Come nasce il loro fatto di essere apolidi?

“La situazione è legata al fatto che loro sono origini alla zona di confine tra Etiopia e Eritrea. Quando hanno chiesto i documenti, nessuno dei due stati li ha riconosciuti come cittadini, mentre la SEM sostiene che siano etiopi, come la madre. Il padre però è eritreo, e il fatto che non ci sia complica tutto. È quello che mi fa arrabbiare, loro sono cresciuti qui, addirittura Nur ha terminato un apprendistato. Ora non può lavorare, lei segue la Scuola di Commercio di Chiasso perché i direttori si sono accordati. Essendo sans papier, sono in un limbo burocratico. Non ottengono nessun documento, la SEM invece lascia intendere che la famiglia non collabori e che in realtà sia etiope. Quando riceveranno appunto il documento etiope saranno rimpatriati a causa degli accordi tra Svizzera e Etiopia, che per il nostro paese è sicura. In tutto questo, però, sono passati otto anni. non si può mettere in pausa delle vite per otto anni!”.

Ma nella vita di tutti i giorni, il limbo cosa comporta?

“Quando ho conosciuto India, in quarta, facevamo molte attività sull’orientamento, parlando del futuro. Inizialmente diceva che il suo sogno era diventare infermiera, poi si è capito, lo hanno percepito i compagni, che era in crisi, non riusciva a pensare al dopo. Veniva spesso da me, in quei momenti ha avuto alcune crisi di pianto. Ma ha una grande dignità e un orgoglio e non voleva raccontare la sua storia. Poi è subentrata la restrizione territoriali in tre Comuni. I compagni lo hanno scoperto perché lei non poteva andare al compleanno di un ragazzo che viveva in un altro comune; pensi che ho fatto i salti mortali per portarla alle porte aperte dell’OBV di Mendrisio! Nur ora si è dato alla pittura, sta organizzando una mostra a Chiasso perché non può far nient’altro, non può lavorare. Giocava a calcio nel Melide ma ora non ha la possibilità di andarci, perché è fuori dalla restrizione territoriale”.

Oltre alla mobilitazione per India, c’è anche quella per Mark, il ragazzo ucraino rimpatriato. Lei da docente come legge questo fenomeno: i giovani si ribellano perché si tratta di loro amici o c’è sotto qualcosa di culturale e sociale?
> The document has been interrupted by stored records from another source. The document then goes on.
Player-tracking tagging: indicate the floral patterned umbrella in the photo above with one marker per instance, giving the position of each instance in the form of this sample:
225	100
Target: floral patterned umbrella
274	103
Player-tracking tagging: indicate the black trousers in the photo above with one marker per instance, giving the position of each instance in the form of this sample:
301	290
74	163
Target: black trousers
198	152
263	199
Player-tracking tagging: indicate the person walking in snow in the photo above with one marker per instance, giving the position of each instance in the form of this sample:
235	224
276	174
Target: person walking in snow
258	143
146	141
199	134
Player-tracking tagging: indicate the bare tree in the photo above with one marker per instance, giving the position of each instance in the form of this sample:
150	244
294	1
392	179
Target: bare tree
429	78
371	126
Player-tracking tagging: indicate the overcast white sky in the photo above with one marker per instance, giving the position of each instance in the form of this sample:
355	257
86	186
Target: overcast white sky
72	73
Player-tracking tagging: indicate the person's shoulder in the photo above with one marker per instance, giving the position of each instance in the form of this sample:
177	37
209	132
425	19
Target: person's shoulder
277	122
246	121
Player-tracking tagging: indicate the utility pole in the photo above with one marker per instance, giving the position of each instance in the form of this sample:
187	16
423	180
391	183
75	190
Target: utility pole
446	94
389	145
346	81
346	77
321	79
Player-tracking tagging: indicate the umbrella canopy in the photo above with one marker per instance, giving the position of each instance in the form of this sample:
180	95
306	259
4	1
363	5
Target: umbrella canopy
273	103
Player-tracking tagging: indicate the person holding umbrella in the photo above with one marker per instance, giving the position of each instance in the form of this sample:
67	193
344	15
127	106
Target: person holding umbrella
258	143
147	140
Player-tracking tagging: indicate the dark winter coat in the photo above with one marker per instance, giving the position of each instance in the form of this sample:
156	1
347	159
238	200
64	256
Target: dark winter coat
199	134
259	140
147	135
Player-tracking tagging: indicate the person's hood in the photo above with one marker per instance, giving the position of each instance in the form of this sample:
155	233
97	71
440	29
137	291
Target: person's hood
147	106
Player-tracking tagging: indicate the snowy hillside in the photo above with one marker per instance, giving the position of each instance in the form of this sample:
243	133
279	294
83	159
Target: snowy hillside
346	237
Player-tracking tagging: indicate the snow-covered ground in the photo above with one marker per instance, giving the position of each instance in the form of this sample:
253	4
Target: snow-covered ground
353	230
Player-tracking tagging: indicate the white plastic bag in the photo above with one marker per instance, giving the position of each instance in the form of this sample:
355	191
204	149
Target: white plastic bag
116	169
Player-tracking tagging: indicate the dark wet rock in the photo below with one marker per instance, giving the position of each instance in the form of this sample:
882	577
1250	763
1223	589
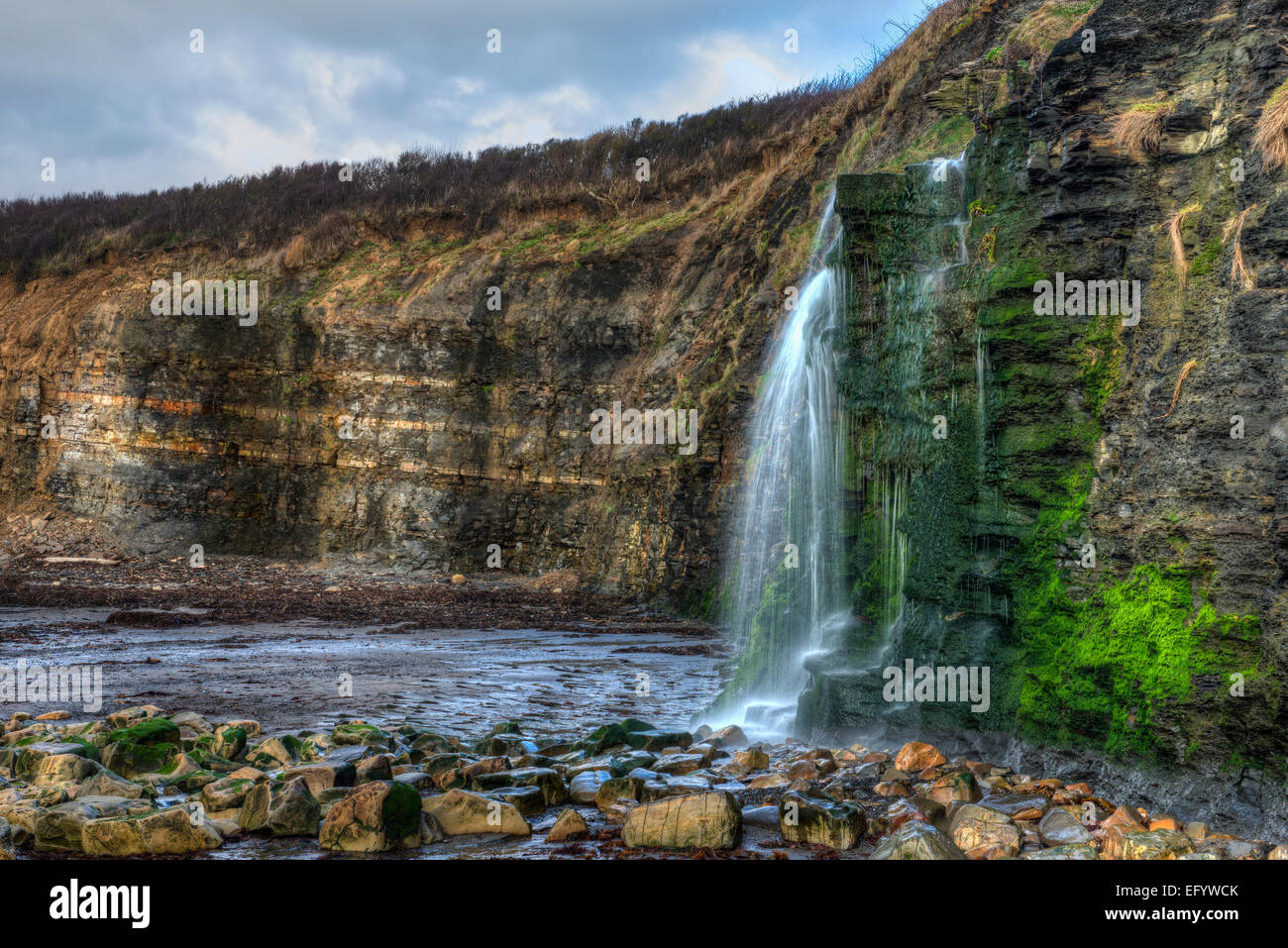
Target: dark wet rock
585	786
822	822
678	763
357	733
377	767
618	789
730	736
254	809
917	840
568	826
134	760
106	784
763	817
658	740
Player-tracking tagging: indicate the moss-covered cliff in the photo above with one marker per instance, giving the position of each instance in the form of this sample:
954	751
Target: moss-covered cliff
1103	526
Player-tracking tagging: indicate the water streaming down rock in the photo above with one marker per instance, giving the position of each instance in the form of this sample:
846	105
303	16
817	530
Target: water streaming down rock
786	590
919	557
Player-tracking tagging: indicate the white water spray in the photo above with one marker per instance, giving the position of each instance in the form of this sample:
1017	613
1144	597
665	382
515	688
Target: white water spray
786	575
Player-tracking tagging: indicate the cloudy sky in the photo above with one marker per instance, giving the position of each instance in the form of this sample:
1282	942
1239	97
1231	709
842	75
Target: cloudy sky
114	93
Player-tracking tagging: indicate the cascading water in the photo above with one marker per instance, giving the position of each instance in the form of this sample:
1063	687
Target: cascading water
785	581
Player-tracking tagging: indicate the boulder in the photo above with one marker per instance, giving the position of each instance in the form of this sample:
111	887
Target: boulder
356	733
917	840
683	822
58	828
375	817
1018	805
820	822
323	776
746	762
230	741
914	756
585	786
1060	828
462	813
570	826
977	826
1077	850
1154	844
170	831
134	760
958	786
527	800
678	763
106	784
254	809
226	793
294	810
618	789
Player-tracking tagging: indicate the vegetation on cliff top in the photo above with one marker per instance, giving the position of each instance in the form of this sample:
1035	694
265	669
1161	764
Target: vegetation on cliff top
467	192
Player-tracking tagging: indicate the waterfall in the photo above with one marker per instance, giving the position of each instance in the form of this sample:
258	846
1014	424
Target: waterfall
785	582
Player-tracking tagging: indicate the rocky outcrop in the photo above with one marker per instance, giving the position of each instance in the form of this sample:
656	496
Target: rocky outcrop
1085	500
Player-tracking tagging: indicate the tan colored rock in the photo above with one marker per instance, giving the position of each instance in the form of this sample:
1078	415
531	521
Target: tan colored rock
170	831
462	813
974	827
684	822
914	756
375	817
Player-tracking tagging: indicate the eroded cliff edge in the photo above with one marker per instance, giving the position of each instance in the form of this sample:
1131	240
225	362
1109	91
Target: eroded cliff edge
471	424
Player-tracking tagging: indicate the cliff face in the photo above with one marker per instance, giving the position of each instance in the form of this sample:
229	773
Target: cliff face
1068	434
419	397
393	406
1106	523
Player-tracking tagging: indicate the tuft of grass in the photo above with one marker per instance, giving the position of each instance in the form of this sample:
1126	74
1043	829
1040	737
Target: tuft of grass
1173	230
1033	38
1138	129
1271	138
1239	273
1185	369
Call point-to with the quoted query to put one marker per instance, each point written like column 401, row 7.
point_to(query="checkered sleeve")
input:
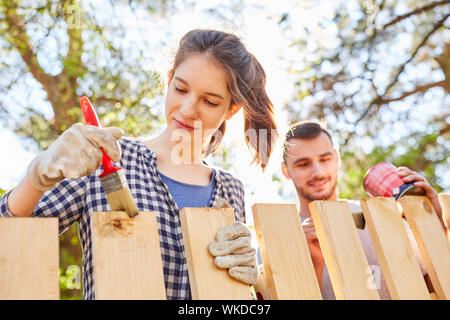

“I miei allievi l’anno scorso avevano 14-15 anni, si sono mossi perché qualcosa di più grande di loro li ha toccati, perché hanno capito che una loro compagna non poteva fare ciò che facevano loro. Si chiedevano cosa avesse fatto di male India, perché fosse come loro ma non poteva scegliere. Il tema della migrazione è diventato un problema concreto. Sono stati poi spinti dall’affetto, dal fatto di vedere un’ingiustizia davanti ai loro occhi. La presa di coscienza più grande c’è forse da parte di alcune compagne, però è diverso dal caso di Mark, dove i ragazzi sono più grandi. I nostri si sono mossi partendo dal basso, con una determinazione pura, una coerenza che ci ha portato sino a Berna”.